I wasn't near lower Manhattan that day, like Meg Cabot was. I didn't lose anyone I knew. Like everyone else around the world, however, I was still effected. This is my quite ordinary story.
When Flights 11, 77, and 93 took off, around 8:14 AM EDT, I was probably sleeping, safe in the mountain time zone. My husband headed off to work at about that time, and my 5-month old son may or may not have woken me up early. I can't remember.
I probably woke up sometime around 8:46 AM EDT, when Flight 11 hit Tower 1. I was a first year law student and had a class to get to that morning. At 8:59 AM EDT, while passengers on Flight 175 made final calls to loved ones on their way to their 9:03 appointment with Tower 2, I was probably feeding and cooing at my son. What with dressing myself and getting the baby ready for the sitter, I didn't have time for the morning news.
At around 9:37 AM EDT, when Flight 77 crashed into the Pentagon, I would have left my apartment and crossed the quad of the married student housing to drop my son off at the babysitter's apartment. My husband had totaled my car just a few days prior, so I had to walk to school, about ten minutes away.
My babysitter had been watching the news, and told me what had happened. Though I certainly didn't doubt her, it still wasn't real. I didn't know anyone who might have been in danger. The immediate impact on my life was abstract enough that I spent the walk to school being grateful that my worst problem was the lack of a vehicle--and wondering what they'd call the tragedy. "September 11th" was the obvious choice.
Class was scheduled to start at about 8:00 am MDT, as Tower 2 was collapsing. I remember standing in the hallway with other law students, watching one of the monitors in the corner of the ceiling, as professors rushed around. I don't remember being aware of the towers falling in real-time, so perhaps class started later, or it took me a while to wander through the building to see the monitor. About that same time, Flight 93 crashed in Pennsylvania, though we didn't know about that for a while.
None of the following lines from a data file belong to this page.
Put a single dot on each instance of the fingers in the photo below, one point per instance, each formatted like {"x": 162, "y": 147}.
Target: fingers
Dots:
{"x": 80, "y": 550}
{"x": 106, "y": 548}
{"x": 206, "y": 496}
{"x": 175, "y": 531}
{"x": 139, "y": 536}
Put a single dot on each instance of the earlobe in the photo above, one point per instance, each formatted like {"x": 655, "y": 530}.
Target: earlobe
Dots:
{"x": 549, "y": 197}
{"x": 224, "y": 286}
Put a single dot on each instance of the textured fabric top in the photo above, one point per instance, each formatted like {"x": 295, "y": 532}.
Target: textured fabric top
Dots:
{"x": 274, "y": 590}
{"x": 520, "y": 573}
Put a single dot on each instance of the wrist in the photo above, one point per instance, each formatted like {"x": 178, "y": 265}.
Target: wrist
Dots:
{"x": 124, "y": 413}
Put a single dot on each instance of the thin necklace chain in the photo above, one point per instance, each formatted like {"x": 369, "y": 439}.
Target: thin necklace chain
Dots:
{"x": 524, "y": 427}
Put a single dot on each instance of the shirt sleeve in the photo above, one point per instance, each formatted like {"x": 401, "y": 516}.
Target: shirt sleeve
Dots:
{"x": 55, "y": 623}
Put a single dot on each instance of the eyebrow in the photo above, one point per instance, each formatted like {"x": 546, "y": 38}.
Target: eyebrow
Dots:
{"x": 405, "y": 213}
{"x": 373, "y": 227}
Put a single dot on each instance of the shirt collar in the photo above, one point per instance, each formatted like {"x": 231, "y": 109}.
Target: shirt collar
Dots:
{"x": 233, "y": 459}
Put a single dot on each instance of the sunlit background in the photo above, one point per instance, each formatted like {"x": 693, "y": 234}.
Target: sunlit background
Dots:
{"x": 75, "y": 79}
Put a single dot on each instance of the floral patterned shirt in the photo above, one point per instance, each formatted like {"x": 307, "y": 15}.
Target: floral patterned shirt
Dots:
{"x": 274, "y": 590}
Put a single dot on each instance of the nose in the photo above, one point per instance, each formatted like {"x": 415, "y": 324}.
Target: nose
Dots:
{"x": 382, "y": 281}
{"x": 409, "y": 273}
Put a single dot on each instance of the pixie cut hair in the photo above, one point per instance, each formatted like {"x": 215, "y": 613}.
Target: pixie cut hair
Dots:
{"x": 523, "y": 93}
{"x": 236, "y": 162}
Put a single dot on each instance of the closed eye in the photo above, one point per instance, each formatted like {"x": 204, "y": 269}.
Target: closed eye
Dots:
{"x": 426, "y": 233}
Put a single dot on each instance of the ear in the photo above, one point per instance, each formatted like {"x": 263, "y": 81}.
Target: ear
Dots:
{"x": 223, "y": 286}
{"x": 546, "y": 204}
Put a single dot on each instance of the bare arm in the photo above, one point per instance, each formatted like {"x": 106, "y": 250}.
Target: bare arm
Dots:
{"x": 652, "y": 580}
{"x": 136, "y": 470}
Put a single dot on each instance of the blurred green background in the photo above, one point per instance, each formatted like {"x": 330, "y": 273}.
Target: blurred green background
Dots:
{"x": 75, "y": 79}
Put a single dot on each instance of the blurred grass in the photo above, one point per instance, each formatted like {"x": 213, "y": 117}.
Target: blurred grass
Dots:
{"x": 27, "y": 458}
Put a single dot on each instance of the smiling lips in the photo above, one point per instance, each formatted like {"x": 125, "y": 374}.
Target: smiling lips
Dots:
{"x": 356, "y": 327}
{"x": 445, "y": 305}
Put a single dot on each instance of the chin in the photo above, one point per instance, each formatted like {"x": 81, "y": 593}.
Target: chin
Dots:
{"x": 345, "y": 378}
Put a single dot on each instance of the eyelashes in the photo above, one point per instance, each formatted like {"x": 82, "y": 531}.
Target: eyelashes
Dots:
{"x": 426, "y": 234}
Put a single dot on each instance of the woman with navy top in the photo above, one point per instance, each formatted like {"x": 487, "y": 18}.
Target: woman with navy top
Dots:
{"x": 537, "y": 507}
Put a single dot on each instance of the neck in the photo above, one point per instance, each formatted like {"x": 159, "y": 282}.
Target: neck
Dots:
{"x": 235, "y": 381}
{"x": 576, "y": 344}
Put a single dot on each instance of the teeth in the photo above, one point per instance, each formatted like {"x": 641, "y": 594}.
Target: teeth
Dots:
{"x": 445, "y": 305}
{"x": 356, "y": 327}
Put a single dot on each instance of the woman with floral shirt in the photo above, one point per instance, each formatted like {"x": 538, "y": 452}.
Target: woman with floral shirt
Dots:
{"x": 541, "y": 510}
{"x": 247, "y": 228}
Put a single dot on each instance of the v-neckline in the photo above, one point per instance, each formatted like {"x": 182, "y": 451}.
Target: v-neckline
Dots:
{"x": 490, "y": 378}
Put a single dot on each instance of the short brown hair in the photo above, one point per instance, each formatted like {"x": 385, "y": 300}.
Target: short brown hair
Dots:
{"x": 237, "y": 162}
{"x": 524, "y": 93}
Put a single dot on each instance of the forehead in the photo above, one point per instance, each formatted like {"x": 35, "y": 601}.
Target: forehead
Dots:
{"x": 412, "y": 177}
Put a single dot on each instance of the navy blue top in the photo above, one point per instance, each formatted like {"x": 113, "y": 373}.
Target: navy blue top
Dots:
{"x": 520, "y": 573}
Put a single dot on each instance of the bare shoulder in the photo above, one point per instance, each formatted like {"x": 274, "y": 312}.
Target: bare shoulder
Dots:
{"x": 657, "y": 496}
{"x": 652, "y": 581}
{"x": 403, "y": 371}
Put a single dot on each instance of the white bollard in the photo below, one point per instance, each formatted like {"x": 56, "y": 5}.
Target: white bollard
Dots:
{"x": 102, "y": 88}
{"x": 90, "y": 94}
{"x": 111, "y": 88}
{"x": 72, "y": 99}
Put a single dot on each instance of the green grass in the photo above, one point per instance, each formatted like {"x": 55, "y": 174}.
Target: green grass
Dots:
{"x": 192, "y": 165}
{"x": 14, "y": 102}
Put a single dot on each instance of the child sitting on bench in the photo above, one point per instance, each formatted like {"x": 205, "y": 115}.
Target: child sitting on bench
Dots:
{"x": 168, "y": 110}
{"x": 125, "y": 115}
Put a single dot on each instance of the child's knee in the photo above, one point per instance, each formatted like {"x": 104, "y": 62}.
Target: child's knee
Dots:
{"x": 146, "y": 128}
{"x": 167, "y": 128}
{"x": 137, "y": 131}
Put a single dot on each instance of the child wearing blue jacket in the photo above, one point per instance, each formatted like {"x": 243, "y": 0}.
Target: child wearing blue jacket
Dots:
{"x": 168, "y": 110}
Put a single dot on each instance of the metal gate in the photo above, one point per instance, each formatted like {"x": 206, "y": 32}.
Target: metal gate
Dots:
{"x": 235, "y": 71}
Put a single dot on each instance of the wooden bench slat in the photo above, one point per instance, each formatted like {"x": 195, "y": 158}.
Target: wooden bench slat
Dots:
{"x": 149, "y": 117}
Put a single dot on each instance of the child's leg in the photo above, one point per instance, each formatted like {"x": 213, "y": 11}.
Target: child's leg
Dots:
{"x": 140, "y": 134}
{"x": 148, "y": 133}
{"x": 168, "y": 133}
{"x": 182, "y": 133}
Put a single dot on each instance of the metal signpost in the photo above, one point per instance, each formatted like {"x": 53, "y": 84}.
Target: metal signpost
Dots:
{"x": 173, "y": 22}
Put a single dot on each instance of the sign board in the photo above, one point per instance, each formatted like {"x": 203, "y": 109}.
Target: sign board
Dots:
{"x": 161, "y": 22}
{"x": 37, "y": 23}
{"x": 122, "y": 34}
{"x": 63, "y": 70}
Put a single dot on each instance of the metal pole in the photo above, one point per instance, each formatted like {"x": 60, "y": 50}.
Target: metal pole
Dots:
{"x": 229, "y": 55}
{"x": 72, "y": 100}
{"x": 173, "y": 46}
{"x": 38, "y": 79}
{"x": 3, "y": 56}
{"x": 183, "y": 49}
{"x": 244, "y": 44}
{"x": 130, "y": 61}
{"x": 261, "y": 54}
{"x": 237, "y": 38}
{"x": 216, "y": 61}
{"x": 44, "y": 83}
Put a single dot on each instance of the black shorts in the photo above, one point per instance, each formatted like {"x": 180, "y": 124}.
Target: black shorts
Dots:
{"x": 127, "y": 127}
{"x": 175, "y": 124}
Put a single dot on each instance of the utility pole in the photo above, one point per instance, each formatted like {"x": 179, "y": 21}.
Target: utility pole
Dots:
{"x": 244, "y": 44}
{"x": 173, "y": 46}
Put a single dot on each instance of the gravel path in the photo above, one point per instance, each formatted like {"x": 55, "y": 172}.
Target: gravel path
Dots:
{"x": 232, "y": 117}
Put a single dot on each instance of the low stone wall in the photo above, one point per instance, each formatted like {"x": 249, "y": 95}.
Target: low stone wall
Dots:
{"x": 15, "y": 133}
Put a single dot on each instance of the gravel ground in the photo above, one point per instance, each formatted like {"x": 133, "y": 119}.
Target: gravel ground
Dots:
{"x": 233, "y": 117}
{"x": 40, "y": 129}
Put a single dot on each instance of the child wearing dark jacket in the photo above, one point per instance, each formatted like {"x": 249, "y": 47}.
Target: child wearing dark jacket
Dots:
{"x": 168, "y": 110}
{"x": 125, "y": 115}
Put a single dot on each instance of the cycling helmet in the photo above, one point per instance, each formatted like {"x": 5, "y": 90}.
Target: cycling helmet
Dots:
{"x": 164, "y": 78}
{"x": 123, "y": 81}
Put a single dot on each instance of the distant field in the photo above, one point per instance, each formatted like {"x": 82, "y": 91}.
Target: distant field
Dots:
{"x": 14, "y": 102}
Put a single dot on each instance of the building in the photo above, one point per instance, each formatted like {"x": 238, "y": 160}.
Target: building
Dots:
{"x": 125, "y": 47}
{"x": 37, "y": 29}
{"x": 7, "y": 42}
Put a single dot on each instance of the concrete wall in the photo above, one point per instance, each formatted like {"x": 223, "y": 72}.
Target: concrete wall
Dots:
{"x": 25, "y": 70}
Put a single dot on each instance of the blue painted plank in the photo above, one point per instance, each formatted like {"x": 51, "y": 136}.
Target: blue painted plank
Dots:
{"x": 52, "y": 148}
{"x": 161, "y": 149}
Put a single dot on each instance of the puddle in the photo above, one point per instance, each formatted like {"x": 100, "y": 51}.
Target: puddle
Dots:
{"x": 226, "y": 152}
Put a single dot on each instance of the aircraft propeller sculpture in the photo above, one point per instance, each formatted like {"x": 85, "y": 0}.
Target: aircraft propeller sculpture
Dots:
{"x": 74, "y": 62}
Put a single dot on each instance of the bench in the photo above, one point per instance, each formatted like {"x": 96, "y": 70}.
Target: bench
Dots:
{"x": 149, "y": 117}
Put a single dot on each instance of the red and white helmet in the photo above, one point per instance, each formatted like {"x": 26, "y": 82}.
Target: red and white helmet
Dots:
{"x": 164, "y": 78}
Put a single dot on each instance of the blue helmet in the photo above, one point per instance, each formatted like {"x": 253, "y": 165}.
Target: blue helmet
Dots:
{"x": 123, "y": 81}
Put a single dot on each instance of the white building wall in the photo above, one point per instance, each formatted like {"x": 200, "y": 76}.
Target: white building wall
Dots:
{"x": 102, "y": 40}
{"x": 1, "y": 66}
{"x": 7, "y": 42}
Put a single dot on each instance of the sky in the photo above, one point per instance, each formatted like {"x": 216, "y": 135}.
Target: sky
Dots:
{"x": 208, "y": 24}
Eventually, the professors told us that they'd decided to cancel class. Mainly in the interests of national solidarity, since it seemed unconscionable to go on with our normal lives, pretending everything was fine, just because no one had destroyed one of OUR buildings.
Tower 1 fell at 10:28 AM EST, so by the time I picked up my baby and got home, most of the tragedy was over. I spent the day holding my son, staring at the television, and counting my blessings.
A few years later, I learned that a surgeon I knew had been in New York for a conference that day. As might be expected, they went to area hospitals to help out with what they expected to be a huge influx of wounded. He says that there were no wounded to help. They waited and waited, but no one came needing their skills.
In the patriotic furor that followed that day, my husband and I put a fast-food restaurant window cling in the back window of our new-to-us vehicle. Above the image of the American flag, it says "God Bless America" and underneath it says "September 11, 2001". It's still there today--we've never found an appropriate time to remove it.
All three of my sons have grown up knowing about 9/11. We haven't shielded them from it. Today, while exploring the 9/11 interactive timeline available through the National 9/11 Memorial, I had to remind my 8-year-old that what happened that day is not good fodder for jokes. They understand most of what happened, but not why or what it means for them. They have no nightmares.
Over the last few weeks, my husband and I have been watching the series "Rising: Rebuilding Ground Zero" on the Discovery Channel. I highly recommend it--and not just because it turns out it was directed by Steven Spielberg. The series doesn't focus on the tragedy, but on the hopeful future. On the way America is rising from the ashes of tragedy to come back bigger and better than we were before.
The saying goes that whatever doesn't kill you makes you stronger. I heard a woman with terminal brain cancer joke once that even things that DO kill you can make you stronger. I pray that the deaths--of people, of ideals, and of some measure of hope--of September 11, 2001, can indeed continue to strengthen us as a nation. We need to get beyond sorrow, hate, and revenge and focus instead on the future, on the triumph of the human spirit. On using our hard-earned strength for good. That's what the heroes of that day did. We can do no less.